In the past decades in the United States, the DB model has become far less common. Participation in Defined Contribution plans – called 401(k) plans for the section of the Employee Retirement Income Security Act (ERISA) that permits them – have grown exponentially.
A definitive trend is emerging south of the border in 401(k) litigation. A common feature in most of these actions is the allegation that plan sponsors and service providers have breached their fiduciary duties by charging inappropriate and excessive fees against the pension fund.
This trend raises definite questions for DC stakeholders in Canada. Are the policy and statutory contexts in which DC plans operate sufficiently similar to warn of litigation ahead in the Canadian DC world? Further, if the answer to that question is ‘yes,’ what can Canadian plan sponsors learn from their counterparts south of the border to avoid liability?
Until recently, very little active litigation had been undertaken by DC plan members in the U.S. claiming breach of fiduciary responsibilities in relation to administrative fees.
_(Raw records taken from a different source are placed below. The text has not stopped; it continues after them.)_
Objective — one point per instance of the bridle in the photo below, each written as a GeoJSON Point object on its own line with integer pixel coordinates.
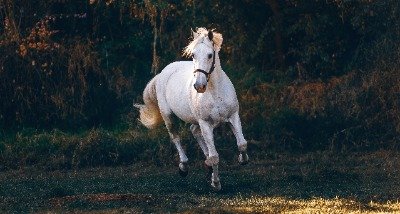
{"type": "Point", "coordinates": [211, 69]}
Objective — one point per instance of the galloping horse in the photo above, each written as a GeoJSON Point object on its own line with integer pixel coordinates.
{"type": "Point", "coordinates": [197, 92]}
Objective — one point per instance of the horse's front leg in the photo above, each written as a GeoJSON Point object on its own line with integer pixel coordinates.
{"type": "Point", "coordinates": [213, 157]}
{"type": "Point", "coordinates": [236, 127]}
{"type": "Point", "coordinates": [172, 127]}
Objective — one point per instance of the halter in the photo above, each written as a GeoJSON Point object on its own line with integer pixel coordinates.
{"type": "Point", "coordinates": [211, 69]}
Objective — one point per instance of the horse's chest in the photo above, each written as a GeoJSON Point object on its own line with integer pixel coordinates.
{"type": "Point", "coordinates": [216, 109]}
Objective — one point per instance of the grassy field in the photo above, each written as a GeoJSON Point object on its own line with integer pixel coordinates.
{"type": "Point", "coordinates": [318, 182]}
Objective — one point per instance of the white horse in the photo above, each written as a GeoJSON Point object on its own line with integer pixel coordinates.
{"type": "Point", "coordinates": [197, 92]}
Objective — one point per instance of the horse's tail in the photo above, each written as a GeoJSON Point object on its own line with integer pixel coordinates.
{"type": "Point", "coordinates": [150, 115]}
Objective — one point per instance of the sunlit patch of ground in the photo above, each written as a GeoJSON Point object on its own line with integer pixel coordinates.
{"type": "Point", "coordinates": [256, 204]}
{"type": "Point", "coordinates": [307, 183]}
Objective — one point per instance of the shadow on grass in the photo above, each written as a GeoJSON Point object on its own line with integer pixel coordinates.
{"type": "Point", "coordinates": [304, 183]}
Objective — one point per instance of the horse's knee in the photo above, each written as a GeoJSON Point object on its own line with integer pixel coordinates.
{"type": "Point", "coordinates": [243, 158]}
{"type": "Point", "coordinates": [212, 161]}
{"type": "Point", "coordinates": [183, 169]}
{"type": "Point", "coordinates": [242, 146]}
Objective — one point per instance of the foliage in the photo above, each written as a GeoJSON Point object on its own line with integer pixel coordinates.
{"type": "Point", "coordinates": [309, 74]}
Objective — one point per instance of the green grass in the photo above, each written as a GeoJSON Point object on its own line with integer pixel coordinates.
{"type": "Point", "coordinates": [303, 183]}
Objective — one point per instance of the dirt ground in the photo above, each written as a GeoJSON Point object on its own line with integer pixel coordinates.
{"type": "Point", "coordinates": [318, 182]}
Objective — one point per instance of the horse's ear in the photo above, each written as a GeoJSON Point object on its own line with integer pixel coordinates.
{"type": "Point", "coordinates": [210, 35]}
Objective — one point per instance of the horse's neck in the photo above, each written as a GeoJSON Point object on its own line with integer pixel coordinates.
{"type": "Point", "coordinates": [217, 77]}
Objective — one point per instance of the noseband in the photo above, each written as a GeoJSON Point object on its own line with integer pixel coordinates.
{"type": "Point", "coordinates": [211, 69]}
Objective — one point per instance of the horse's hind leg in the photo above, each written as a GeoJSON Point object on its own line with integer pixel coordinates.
{"type": "Point", "coordinates": [172, 127]}
{"type": "Point", "coordinates": [196, 131]}
{"type": "Point", "coordinates": [236, 127]}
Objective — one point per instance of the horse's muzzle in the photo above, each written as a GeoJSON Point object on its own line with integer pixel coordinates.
{"type": "Point", "coordinates": [200, 88]}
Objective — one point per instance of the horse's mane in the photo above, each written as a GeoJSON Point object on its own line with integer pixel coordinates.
{"type": "Point", "coordinates": [199, 36]}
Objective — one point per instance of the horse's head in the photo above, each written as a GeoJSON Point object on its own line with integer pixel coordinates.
{"type": "Point", "coordinates": [203, 49]}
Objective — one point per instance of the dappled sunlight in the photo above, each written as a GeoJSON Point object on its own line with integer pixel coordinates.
{"type": "Point", "coordinates": [313, 205]}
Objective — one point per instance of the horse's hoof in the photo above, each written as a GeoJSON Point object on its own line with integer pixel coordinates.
{"type": "Point", "coordinates": [216, 186]}
{"type": "Point", "coordinates": [183, 169]}
{"type": "Point", "coordinates": [243, 158]}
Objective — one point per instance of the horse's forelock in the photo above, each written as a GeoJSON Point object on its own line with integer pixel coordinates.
{"type": "Point", "coordinates": [199, 36]}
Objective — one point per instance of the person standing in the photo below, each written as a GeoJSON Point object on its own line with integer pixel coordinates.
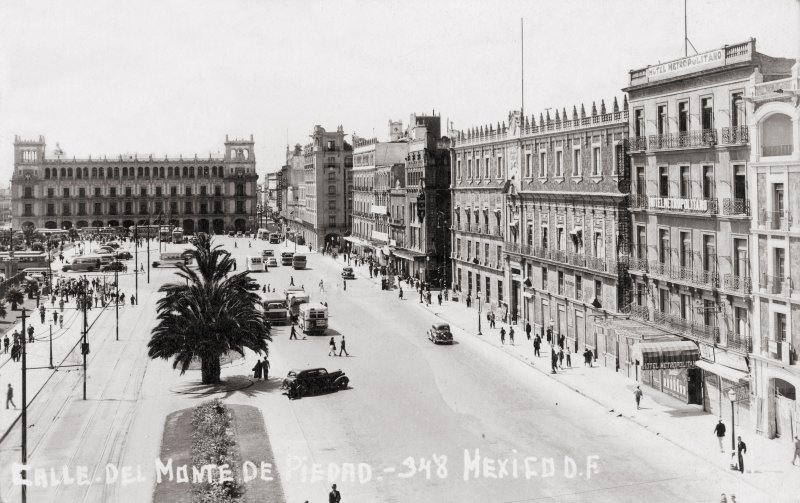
{"type": "Point", "coordinates": [719, 431]}
{"type": "Point", "coordinates": [257, 370]}
{"type": "Point", "coordinates": [741, 450]}
{"type": "Point", "coordinates": [10, 396]}
{"type": "Point", "coordinates": [334, 496]}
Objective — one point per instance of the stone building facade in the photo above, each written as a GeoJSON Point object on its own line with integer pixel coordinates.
{"type": "Point", "coordinates": [214, 194]}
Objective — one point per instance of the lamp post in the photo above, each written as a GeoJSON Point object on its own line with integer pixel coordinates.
{"type": "Point", "coordinates": [732, 398]}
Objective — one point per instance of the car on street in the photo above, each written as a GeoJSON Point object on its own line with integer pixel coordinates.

The litigation to date can be divided into two categories – the early cases and the post – 2006 cases.
In Whitfield v. Tomasso in 1988, the plaintiff successfully claimed for breach of fiduciary duty by showing, among other things, that the trustees of the 401(k) plan allowed the administrative expenses to climb to 50 per cent of the plan’s annual income over a seven-year period. The conduct of the trustees in Whitfield was clearly beyond the expectations of a fiduciary under the common law or under ERISA.
ERISA requires trustees to discharge all duties solely in the interest of the participants and beneficiaries for the exclusive purpose of providing benefits with the “care, skill, prudence, and diligence under the circumstances then prevailing that a prudent man acting in a like capacity and familiar with such matters would use in the conduct of an enterprise of a like character and with like aims.”
In Whitfield, the Eastern District Court of New York found that the trustees were unaware of the costs of their administrative expenses, that they were not properly documented, and that they had been advised by an accountant that the expenses were too high and did nothing to remedy the situation. Each trustee was required to account to the fund for all expenses in excess of 10 per cent of the fund’s income.
In Brock v. Robbins et al, the Seventh Circuit Court of Appeals heard an appeal from a decision of the Northern District Court of Illinois dealing with administrative expenses. The same provisions of ERISA were considered. There, the trustees had agreed to continue a service agreement with an external insurer without concrete knowledge of the insurer’s rates. Payment of the insurer’s fees was charged against the fund.
The Court of Appeals held that this was a breach of fiduciary duty within the meaning of ERISA. The fees were not unreasonable, however, and no actual loss to the fund occurred. Despite this, the court held that non-monetary equitable relief was appropriate against the trustees, such as an order that they should never act in a fiduciary capacity in relation to a 401(k) plan in the future.
2006 And Forward
In 2006, litigation concerning high administrative fees in the U.S. gained sudden momentum. This was no surprise to stakeholders who had been paying close attention to the 401(k) market.
In the late 1990s, the U.S. Department of Labour commissioned a study. The ‘Study of 410(k) Plan Fees and Expenses (DOL Study)’ examined “the incidence, structure, and magnitude of fees and expenses charged to sponsors of and/or participants in 401(k) plans.”